Plotka o "odcięciu" Warszawy. Przedstawiciele rządu i miasta dementują

W mediach społecznościowych pojawiła się dziś pogłoska o rzekomych planach "odcięcia" lub "zamknięcia" Warszawy w związku z rozprzestrzenianiem się koronawirusa. - Na chwilę obecną nie mamy informacji, by miasto miało być w jakiś sposób odcięte, objęte kwarantanną -powiedziała w rozmowie z portalem niezalezna.pl Karolina Gałecka, rzeczniczka warszawskiego ratusza.

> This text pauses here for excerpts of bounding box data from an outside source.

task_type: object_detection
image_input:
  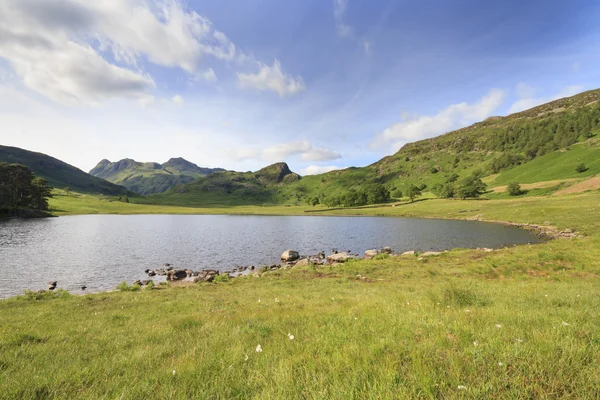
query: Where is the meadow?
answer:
[0,191,600,399]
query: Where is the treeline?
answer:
[0,163,52,216]
[307,184,391,207]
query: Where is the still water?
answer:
[0,215,540,298]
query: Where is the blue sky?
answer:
[0,0,600,174]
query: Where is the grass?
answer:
[0,191,600,399]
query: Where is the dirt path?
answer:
[552,176,600,196]
[492,178,578,193]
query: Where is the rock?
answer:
[281,250,300,261]
[294,258,310,267]
[365,249,379,260]
[167,269,188,281]
[327,252,355,264]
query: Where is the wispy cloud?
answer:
[237,60,306,97]
[508,82,584,114]
[300,165,340,175]
[371,89,506,150]
[230,140,342,162]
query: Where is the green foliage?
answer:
[456,172,487,200]
[406,185,421,202]
[575,163,588,173]
[213,272,231,283]
[117,281,141,292]
[508,182,523,196]
[0,163,52,215]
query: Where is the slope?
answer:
[90,158,223,195]
[0,146,128,195]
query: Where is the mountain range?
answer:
[90,158,224,195]
[0,89,600,206]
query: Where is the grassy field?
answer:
[0,191,600,399]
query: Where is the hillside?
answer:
[150,163,301,206]
[0,146,128,195]
[90,158,223,195]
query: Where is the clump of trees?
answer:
[307,184,391,207]
[431,171,487,200]
[0,163,52,215]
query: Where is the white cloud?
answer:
[508,83,584,114]
[300,165,340,175]
[172,94,185,105]
[333,0,352,37]
[229,140,342,162]
[237,59,306,97]
[0,0,304,104]
[371,89,505,148]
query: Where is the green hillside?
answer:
[149,163,300,206]
[0,146,128,195]
[90,158,223,195]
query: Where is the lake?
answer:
[0,215,541,298]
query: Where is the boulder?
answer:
[167,269,188,281]
[327,252,355,264]
[365,249,379,260]
[294,258,310,267]
[281,250,300,262]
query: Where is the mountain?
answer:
[90,158,224,195]
[150,163,302,206]
[0,146,128,195]
[148,89,600,206]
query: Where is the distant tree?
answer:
[508,182,523,196]
[406,185,421,203]
[456,171,487,200]
[575,163,588,173]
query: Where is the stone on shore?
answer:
[281,250,300,262]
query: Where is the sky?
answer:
[0,0,600,175]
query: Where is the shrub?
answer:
[575,163,588,173]
[508,182,523,196]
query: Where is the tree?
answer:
[575,163,588,173]
[406,185,421,203]
[456,172,487,200]
[508,182,523,196]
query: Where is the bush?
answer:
[575,163,588,173]
[508,182,523,196]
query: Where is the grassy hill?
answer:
[0,146,128,196]
[142,89,600,206]
[149,163,300,206]
[90,158,223,195]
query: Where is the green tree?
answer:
[508,182,523,196]
[406,185,421,203]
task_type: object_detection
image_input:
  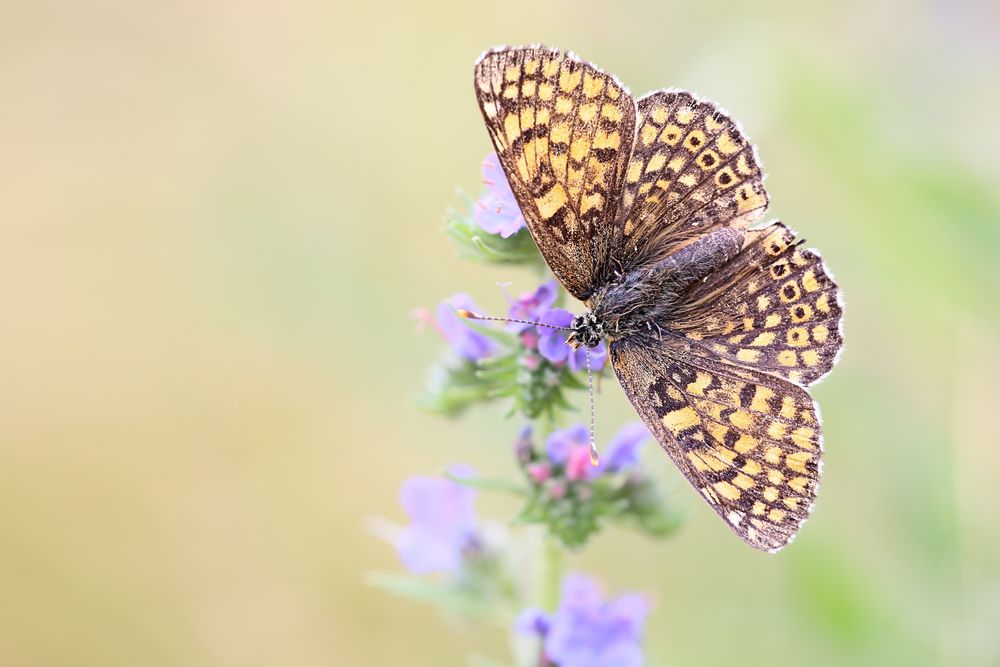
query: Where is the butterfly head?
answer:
[566,312,605,349]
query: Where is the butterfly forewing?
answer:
[618,91,768,263]
[611,334,822,551]
[673,223,843,385]
[475,47,636,299]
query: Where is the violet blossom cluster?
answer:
[370,155,679,667]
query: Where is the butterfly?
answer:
[475,46,843,551]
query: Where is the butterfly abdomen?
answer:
[590,228,743,339]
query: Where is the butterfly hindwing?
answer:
[674,223,843,386]
[475,47,636,299]
[618,90,768,263]
[611,334,822,551]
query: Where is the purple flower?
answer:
[599,422,652,472]
[396,466,478,573]
[545,422,652,481]
[437,294,496,361]
[545,424,590,465]
[507,280,557,332]
[515,575,649,667]
[473,153,524,238]
[538,308,608,372]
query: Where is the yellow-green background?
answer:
[0,0,1000,667]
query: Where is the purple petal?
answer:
[545,576,649,667]
[396,468,477,572]
[507,280,557,332]
[538,329,573,364]
[545,424,588,465]
[473,153,524,238]
[601,422,652,472]
[538,308,573,364]
[514,607,551,637]
[436,293,496,361]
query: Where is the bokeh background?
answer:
[0,0,1000,667]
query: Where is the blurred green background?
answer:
[0,0,1000,667]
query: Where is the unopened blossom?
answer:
[436,293,496,361]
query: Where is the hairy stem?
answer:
[538,535,566,613]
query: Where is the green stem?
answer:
[538,535,566,612]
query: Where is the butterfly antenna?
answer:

Dziś pojawiła się - z niesprecyzowanych źródeł - informacja o rzekomym "zamknięciu" czy też "odcięciu" Warszawy z uwagi na rozprzestrzenianie się koronawirusa. Ta wiadomość zaczęła żyć swoim życiem i krążyć w mediach społecznościowych oraz rozmowach między bliskimi. 

Karolina Gałecka, rzeczniczka warszawskiego ratusza, w rozmowie z portalem niezalezna.pl zdementowała te pogłoski. 

- Sytuacja jest dynamiczna, ale uspokajam. Na chwilę obecną nie mamy informacji, by miasto miało być w jakiś sposób odcięte, objęte kwarantanną. Jest to domena administracji rządowej, nie mamy żadnych informacji ze strony wojewody, by taka sytuacja miała mieć miejsce.

- powiedziała w rozmowie z niezalezna.pl Gałecka.

Dodała, że ratusz nie ma żadnych informacji, by Warszawa miała być „odcięta” w jakikolwiek sposób.

CZYTAJ TAKŻE: Jak Warszawa przygotowana jest na koronawirusa?

Dzisiaj na Twitterze do sprawy odniósł się również rzecznik rządu, Piotr Mueller.

- Organy do tego uprawnione nie podjęły takiej decyzji ani jej nie planują - napisał rzecznik.